Yeah I have to open it up as well to adjust everything, and the fitment is so tight plus extra strength Velcro, I have to squeeze it out of the case for the slave side. ERPM is still something I’m just trying to figure out at the moment. I still haven’t even measured the top speed with a GPS app or anything yet, need to do that too.

Also my brakes are gonna go down to -30, I had a panic stop this week and the locked up one or both of the wheels, so I’d prefer to just stop a little slower than drift it out lol.

Alright ladies and gentlemen, we have ascended to full DIY status with the latest addition of the TorqueBoards Direct Drive system. I ordered on a Tuesday, shipped Saturday, received Monday! I’ve put around 30 miles on them so far.

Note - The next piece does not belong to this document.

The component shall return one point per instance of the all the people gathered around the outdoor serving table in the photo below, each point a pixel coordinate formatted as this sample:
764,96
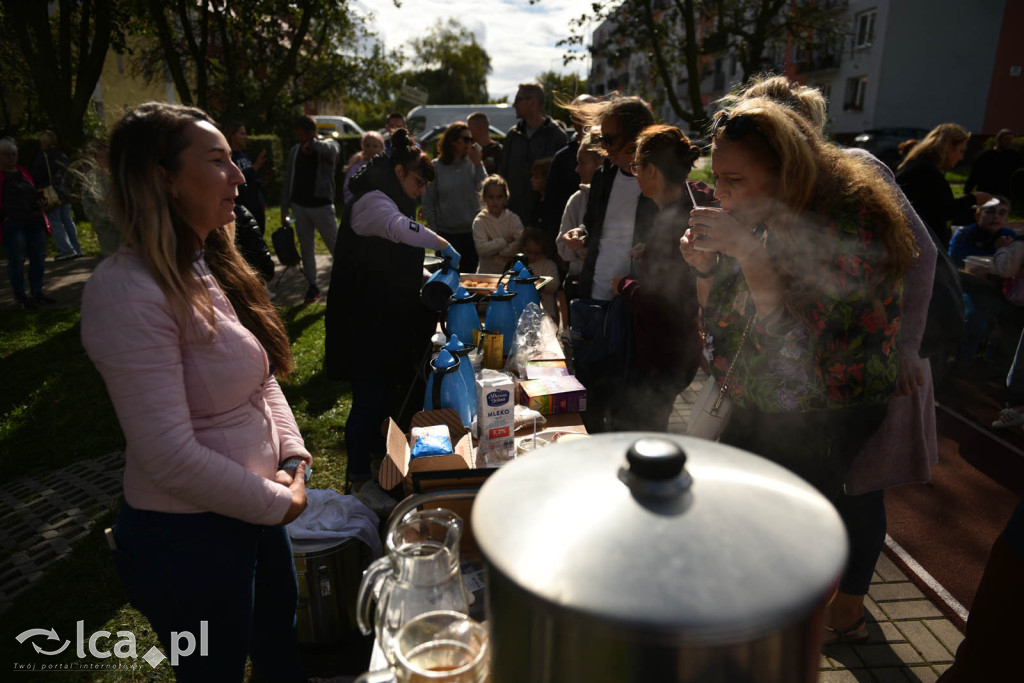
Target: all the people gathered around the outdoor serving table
805,282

First impression is that these things are massive both in size and weight. More copper/iron is better for performance so I’m not complaining. Secondly, wow these TB 110 wheels are the shit. I didn’t think a good road could literally feel like a cloud or snow slope. Thirdly, the power is great. I am running 70/-50/60/-20 settings with amazing torque and hill climbing ability. Fourthly, the stability is great; I have little fear of carving compared to the hub motors that would bounce around and lose grip. Lastly, the sound at high speed at 20kHz is pretty sweet too.

Setup was a little complicated but nothing I couldn’t manage. First thing I did to these motors was chop the connectors and switch them to 3.5mm bullets (for the Unity) and proper 2.0 JST PH sensor connectors. I then needed to file down the Flatland 3d bash-guards so the TB baseplates would sit flush. After affixing them to the deck and ESC I was getting low speed stuttering in sensored FOC. At first I was worried that I had messed up the sensor connector swap but after changing the “Sensored to sensorless transition RPM” from 3000 to 10000rpm, the issue is completely gone.

The motors have a little rattle to them but this is normal and potentially remedied with some thermal paste along the axel (with the added benefit of faster cool off times). Overall these things are ridiculously futuristic and awesome.

Pictures and settings updated in original post.